W nocy z czwartku na piątek wojskowy bezzałogowy samolot rozpoznawczy rozbił się na przedmieściach stolicy Chorwacji, Zagrzebia - poinformowała w piątek chorwacka agencja informacyjna Hina. Nie wiadomo, czy należał do rosyjskiej, czy ukraińskiej armii - przekazał tego samego dnia premier Chorwacji Andrej Plenković.

Tamtejsza policja podała, że w czwartek po godz. 23 na stołecznym podmiejskim osiedlu Jarun było słychać huk eksplozji. W piątek rano, na miejscu zgłoszenia zauważono dziurę w ziemi i znaleziono dwa spadochrony.

Powołując się na nieoficjalne żródła, brytyjska stacja BBC podała, iż rozbił się tam były radziecki bezzałogowy samolot rozpoznawczy Tu-141. Burmistrz stolicy Tomislav Tomasević poinformował, że części maszyny znaleziono w kilku miejscach na południowo-zachodnich przedmieściach miasta.

"To cud, że nikt nie zginął. To duża maszyna" - stwierdził Tomasević, dodając, że jest to przypadek bez precedensu.

W opinii ekspertów na których powołuje się agencja Associated Press, w Tu-141 musiała nastąpić jakaś awaria.
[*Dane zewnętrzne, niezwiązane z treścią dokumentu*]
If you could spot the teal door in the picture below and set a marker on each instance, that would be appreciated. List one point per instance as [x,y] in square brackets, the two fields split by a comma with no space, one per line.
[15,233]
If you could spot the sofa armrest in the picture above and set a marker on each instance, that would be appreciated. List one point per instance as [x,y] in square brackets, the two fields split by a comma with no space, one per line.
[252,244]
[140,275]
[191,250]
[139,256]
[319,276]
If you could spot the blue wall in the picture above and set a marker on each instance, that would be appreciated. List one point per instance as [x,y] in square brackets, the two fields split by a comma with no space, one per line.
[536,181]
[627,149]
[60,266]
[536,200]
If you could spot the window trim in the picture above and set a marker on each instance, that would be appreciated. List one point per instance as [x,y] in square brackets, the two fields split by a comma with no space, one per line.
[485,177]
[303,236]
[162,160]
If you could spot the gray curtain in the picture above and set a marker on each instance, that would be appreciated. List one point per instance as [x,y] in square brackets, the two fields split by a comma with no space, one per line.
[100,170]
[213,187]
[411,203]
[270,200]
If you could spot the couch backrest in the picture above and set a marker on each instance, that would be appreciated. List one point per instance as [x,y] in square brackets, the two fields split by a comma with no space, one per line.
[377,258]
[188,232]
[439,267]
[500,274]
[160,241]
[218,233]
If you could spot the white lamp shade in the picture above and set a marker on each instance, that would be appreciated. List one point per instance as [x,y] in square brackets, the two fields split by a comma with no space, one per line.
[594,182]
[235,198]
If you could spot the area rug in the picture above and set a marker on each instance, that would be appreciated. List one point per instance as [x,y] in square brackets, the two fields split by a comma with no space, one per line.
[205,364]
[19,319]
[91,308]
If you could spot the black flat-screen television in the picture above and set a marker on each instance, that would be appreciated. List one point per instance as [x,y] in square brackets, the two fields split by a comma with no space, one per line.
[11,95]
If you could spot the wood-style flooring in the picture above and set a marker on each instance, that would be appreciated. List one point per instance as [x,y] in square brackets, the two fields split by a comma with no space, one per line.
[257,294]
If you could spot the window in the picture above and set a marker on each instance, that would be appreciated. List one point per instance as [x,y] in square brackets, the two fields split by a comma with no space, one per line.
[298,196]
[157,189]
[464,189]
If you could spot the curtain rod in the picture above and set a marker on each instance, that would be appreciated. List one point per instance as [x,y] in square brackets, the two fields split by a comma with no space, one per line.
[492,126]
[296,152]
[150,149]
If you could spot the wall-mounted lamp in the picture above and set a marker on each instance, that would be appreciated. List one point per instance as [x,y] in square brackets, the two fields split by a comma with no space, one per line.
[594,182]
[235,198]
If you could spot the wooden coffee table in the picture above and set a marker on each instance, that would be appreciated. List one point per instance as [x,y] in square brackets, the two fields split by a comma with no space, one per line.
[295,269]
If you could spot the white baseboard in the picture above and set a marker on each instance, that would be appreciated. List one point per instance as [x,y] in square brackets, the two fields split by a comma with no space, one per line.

Agencja podała, że jedynym operatorem tego sprzętu jest obecnie Ukraina. Ten bezzałogowy samolot rozpoznawczy został oblatany w 1974 roku. Do służby w armii ZSRR wszedł w 1979 roku. Wycofany został w 1989 roku.

Rząd Chorwacji przekazał, że maszyna przyleciała na terytorium Chorwacji z węgierskiej przestrzeni powietrznej.

Chorwacka policja i wojsko bada sprawę - przekazano.